Saint Benedict learned the hard way that he could not isolate himself from the decadent culture, which would not leave him alone. The horrors from which he fled followed him to the isolated valley. Some of his monks rebelled and tried to poison him. A group of impure women entered to tempt the monks. Saint Benedict exercised another option and returned to civilization.
He soon established his main monastery in Monte Cassino, which was on one of the great highways to southern Italy. This brought the place into frequent communication with the outside pagan world. Saint Benedict confronted and actively engaged the culture. In fact, he himself overthrew the idols in the region and converted the population to the Faith. He built Monte Cassino on the site of a pagan temple, and composed there his famous Rule to govern his communities.
His monasteries not only defied the dominant decadent culture but actually became centers of influence and culture themselves wherever they were established. Even in Benedict’s time, the monks established schools for the poor, developed agriculture and preached to the people. At the same time, however, Benedictine monasteries, including Monte Cassino, never lived happily ever after in peace since they had to ward off the constant attacks of barbarians and adversaries.

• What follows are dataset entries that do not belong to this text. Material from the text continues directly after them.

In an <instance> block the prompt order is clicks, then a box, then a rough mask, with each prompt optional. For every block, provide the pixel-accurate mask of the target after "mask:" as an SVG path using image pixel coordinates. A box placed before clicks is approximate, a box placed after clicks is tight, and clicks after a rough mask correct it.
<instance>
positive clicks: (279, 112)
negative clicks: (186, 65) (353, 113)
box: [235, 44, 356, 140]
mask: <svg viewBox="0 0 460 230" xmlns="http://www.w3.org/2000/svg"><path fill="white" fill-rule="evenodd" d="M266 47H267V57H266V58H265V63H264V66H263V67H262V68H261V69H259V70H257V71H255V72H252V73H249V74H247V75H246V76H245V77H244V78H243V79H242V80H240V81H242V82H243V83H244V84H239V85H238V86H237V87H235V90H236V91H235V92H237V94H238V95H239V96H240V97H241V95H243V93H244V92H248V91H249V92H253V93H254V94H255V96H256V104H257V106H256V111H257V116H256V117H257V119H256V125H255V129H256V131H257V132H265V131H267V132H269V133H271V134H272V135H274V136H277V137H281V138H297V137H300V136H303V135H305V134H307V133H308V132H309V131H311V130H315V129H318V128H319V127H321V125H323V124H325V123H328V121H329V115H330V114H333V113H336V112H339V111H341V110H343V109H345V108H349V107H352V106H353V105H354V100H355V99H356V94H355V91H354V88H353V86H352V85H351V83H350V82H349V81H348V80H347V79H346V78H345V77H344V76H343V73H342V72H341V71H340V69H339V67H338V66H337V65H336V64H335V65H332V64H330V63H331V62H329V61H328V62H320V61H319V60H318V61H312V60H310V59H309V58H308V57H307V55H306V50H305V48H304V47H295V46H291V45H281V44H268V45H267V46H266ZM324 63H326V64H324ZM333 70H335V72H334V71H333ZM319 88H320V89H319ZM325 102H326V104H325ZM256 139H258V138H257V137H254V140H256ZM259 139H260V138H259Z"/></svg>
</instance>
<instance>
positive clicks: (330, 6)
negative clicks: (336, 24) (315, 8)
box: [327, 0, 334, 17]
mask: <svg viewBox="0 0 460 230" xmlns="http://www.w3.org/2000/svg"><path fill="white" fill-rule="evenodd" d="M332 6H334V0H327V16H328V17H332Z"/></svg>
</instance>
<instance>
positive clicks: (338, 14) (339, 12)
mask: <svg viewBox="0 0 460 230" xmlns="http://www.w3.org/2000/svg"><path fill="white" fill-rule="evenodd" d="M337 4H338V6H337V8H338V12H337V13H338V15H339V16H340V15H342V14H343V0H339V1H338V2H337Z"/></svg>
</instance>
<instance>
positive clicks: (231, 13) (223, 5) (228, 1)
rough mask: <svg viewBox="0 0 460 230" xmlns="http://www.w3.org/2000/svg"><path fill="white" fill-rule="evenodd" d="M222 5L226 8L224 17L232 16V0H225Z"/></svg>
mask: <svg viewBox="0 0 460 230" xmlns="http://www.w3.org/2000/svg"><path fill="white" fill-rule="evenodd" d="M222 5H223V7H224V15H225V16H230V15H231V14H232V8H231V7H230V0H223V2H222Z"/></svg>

The lessons we can learn from this are many.
The first is that there is nothing wrong with living in a rural area or developing an intense spiritual life. Vibrant and faith-filled families and communities are much needed in the fight against our decadent culture.
However, the focus of our actions should be outward not just inward. All these measures should be seen as means toward securing the goal of our salvation and the building of a culture that facilitates, not conspires against, our sanctification.
The second lesson is that we cannot escape from our decadent culture. Like Saint Benedict, evil influences will always come looking for us. We must always defend ourselves against the evils of the day, resigned to the fact that good Christians will never be left in peace. The best defense is a well-planned offense.
Finally, we need the “neo-barbarians” that so persecute us. Many fervent Christians today are those who were once “neo-barbarians” in the sense that they formerly embraced the culture of death. They saw the futility of our postmodernity and enthusiastically entered the Faith. Indeed, the Church never wrote off “barbarians” but went out in search of them. We should do the same. It is in the clash of the cultures that we can expect the conversion of many of them and the strengthening of our own Faith.
We can thank God that Saint Benedict did not exercise the so-called Benedict Option. Had he done so, history could well have been different.